USAID was finally expelled from the country in 2013, but US efforts to undermine MAS continued.
The Organization of American States — controlled by the US to advance its imperial interests — triggered a coup that ousted Morales in 2019 by making false claims of electoral fraud. The US government supported the subsequent military dictatorship, until mass uprisings forced the coup regime to call elections that returned the MAS to government in October 2020.
Now, the US tech oligarchy is licking its lips at the prospect of Bolivia’s enormous lithium reserves — part of the so-called “lithium triangle” along with Chile and Argentina — being handed over for plundering. US billionaire Elon Musk, whose company Tesla relies on cheap lithium to manufacture batteries, was honest about US imperialist ambitions following the 2019 coup: “We will coup whoever we want!”

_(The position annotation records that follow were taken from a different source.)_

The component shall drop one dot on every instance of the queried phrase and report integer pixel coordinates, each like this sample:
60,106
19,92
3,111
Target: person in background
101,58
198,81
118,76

However, the impending neoliberal assault will undoubtedly be met with resistance — Bolivia’s grassroots and Indigenous movements have an enormous capacity to mobilise protest, as they did during the 1990s and early 2000s.
MAS’s electoral defeat is not the defeat of the Bolivian left. While the right may be resurgent, the resistance that toppled dictatorships, defeated coups and brought Indigenous and working-class movements to government remains.